The union is calling for an improved 18-month pay deal, a guarantee of no compulsory redundancies and “an alternative business strategy that will see Royal Mail Group use its competitive advantage to grow as a company rather than becoming a gig economy parcel employer.”
Strike across the sector
Public and private sector workers in the UK are on strike over pay, working conditions and pensions, with inflation running at its highest level for 40 years and last week the independent Office for Budget Responsibility (OBR) projected the biggest drop in living standards.
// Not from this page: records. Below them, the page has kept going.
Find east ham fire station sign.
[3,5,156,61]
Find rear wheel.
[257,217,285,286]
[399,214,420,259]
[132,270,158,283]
Since the record began.
The Office for National Statistics (ONS) estimates that industrial action lost an average of 19,500 working days per month in 2019, but this has increased since the Covid-19 pandemic, reaching 87,600 in July 2022.
Rail strikes have brought the country’s train services to a virtual standstill on several days throughout the year, and the RMT union, whose members work for Network Rail and 14 other train operators, recently voted in favor of four more 48-hour rail strikes. Run up to Christmas.
The Royal College of Nursing recently announced that its members would walk out by the end of the year for the first time in its 106-year history.
The British Medical Association will vote in January on a pay deal for junior doctors in England that will offer them a 2% rise this year, while 18,000 ambulance workers represented by the largely GMB and Unite unions are currently voting on strike.

Scottish teachers staged industrial action on Thursday that closed most schools in Scotland, also demanding a 10% pay rise, and UK-wide teaching unions representing a total of more than 400,000 teachers and support staff have ballots that are closed. January.
Telecom workers took strike action for the first time in more than 30 years in July to protest pay, with extended dates in August and October, while airline baggage handlers walked out for three days on November 18.
Around 100,000 civil servants, including Border Force officers, also recently voted to strike over the Christmas period, demanding a 10% pay rise.